The core problem can be quite tricky, as you're basically asking the LLM to be able to go from plain-language and extrapolate a matching function and parameters without needing to exactly ask for that function. In one of the questions in example.py
, "is readme.txt in this directory?" can trip up some simpler models because there isn't a function that looks like is_file_in_directory(directory_name, file_name)
-- I've only provided a way to list the files in a directory with list_local_files(directory_name)
. So we'll start from a place acknowledging that this isn't exactly easy.
But instead of leaving this to the LLM model or API, we're handling here within Give Up The Func by changing the prompt itself to perform the function extraction. This makes it more straightforward, too, for us to tweak the prompt language to best match what we want. And -- in running this on local LLMs -- we can indulge in many more hits against the LLM without worrying about cost, perhaps with more exacting (or even redundant) questions.
- The folks at Gorilla have done all the hard work, it's worth checking them out.

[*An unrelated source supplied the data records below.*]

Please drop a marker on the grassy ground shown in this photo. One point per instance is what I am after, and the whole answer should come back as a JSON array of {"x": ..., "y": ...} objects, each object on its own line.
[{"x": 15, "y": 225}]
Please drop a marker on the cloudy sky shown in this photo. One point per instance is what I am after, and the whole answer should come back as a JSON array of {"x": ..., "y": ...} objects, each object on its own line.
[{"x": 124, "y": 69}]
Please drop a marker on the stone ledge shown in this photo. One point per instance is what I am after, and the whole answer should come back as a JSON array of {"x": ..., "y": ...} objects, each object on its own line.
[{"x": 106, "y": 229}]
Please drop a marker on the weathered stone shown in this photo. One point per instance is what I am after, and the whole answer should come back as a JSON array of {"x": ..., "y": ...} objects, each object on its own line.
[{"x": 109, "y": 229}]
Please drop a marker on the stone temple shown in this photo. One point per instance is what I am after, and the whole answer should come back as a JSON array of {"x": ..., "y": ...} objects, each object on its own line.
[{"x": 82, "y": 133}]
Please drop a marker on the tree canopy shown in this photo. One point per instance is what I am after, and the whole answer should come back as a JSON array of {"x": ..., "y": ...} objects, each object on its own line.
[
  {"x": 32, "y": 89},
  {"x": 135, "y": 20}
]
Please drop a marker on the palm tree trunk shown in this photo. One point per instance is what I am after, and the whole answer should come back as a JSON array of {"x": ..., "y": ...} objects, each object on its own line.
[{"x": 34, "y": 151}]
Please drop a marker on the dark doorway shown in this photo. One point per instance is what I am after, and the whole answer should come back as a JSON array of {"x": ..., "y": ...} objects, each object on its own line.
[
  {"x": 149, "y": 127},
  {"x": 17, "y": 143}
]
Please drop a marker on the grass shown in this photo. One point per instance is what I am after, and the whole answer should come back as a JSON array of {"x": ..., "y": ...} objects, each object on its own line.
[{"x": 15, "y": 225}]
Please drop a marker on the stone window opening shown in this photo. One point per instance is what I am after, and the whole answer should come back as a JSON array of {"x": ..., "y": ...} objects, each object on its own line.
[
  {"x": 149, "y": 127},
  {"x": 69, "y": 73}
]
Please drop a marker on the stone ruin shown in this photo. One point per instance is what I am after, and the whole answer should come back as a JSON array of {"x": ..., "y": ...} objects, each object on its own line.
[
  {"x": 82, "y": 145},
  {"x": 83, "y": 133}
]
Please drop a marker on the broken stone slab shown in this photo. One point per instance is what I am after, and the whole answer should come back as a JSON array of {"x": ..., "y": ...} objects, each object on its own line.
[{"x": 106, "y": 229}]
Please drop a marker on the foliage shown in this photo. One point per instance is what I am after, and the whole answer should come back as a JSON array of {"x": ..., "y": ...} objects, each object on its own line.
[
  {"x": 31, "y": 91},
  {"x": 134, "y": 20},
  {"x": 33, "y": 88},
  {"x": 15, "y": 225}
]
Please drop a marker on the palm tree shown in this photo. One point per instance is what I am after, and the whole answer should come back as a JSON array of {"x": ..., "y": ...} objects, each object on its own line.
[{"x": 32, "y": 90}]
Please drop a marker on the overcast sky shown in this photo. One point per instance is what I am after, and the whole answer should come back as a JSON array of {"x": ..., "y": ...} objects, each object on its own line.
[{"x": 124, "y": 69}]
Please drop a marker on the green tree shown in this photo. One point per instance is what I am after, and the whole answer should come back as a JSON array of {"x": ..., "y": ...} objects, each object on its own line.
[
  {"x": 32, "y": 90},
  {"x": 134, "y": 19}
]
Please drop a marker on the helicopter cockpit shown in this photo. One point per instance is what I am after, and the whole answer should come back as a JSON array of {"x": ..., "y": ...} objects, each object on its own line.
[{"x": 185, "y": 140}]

- (May 2024) Mistral7b is getting there. Mistral's addition of function calling in version 0.3 requires using the
RAW
param in Ollama (here's a simple CURL based on the examples in the docs). I considered building an adapter from the OpenAI API to using Ollama's RAW instead, but found the approach here worked better and more reliably for now. - So in trying to solve this problem I found this example (shoutout @Jamb9876 on Reddit) with a prompt that was very close to what I wanted to achieve https://github.com/namuan/llm-playground/blob/main/local-llm-tools-simple.py, with the flexibility of being able to tweak the prompt and impact results.
- Functionary is very interesting - basically taking the approach of building focused improvement on function calling directly into a model.
- What's next? Testing, additional examples. Perhaps looking into making it work with Autogen?
- And of course, this library is named after the 1975 song by P-Funk. Ingenious reference or Dad-Joke: you decide.